Yeah, I tried my hand at adding amd64_win support to QBE, but going through the very dense code was a slog. I kept refactoring and commenting it just to make heads or tails of it, but ultimately realized I would never be able to minify it back to something upstreamable. I applaud Scott Graham's perseverance and tenacity.
Quentin took pity on me and let me upstream amd64_win with my lengthy variable names and including chatty comments. :)

SysV and Win x64 differ enough that the Windows code is mostly unrelated to/detached from the other backends, so it doesn't feel (too) awful for it to have its own idiosyncratic style.

I tried to look at the QBE code years ago while I was writing my own SSA code. I got approximately nowhere because I can't read code like that. Turns out that reading the SSA papers and writing the code was a lot easier than reading QBE.
Yeah that looks like they've prioritised code golfing a bit too much over code quality. Also using AT&T assembly syntax shows poor taste. Definitely 80s themed software.

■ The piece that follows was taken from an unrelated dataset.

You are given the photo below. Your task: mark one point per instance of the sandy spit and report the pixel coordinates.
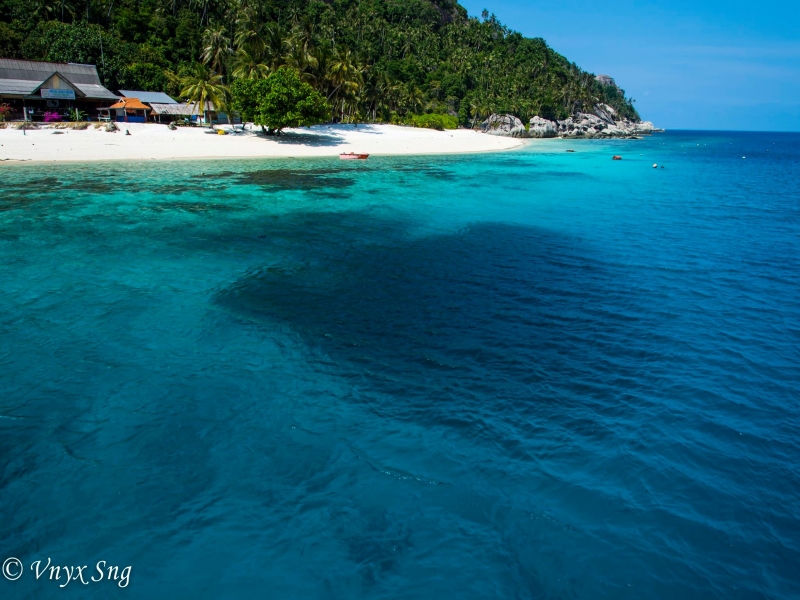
(157, 142)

It is hard for me to fully trust a compiler backend that isn't self hosted. There is a discipline that self hosting imposes that would both improve the quality of their ir as well as the backend itself. A self hosted backend can always be updated to have performance meeting or exceeding the best that llvm or any other backend can offer.
Bitdiddler style, he thinks he's smart for making his code convoluted and unreadable.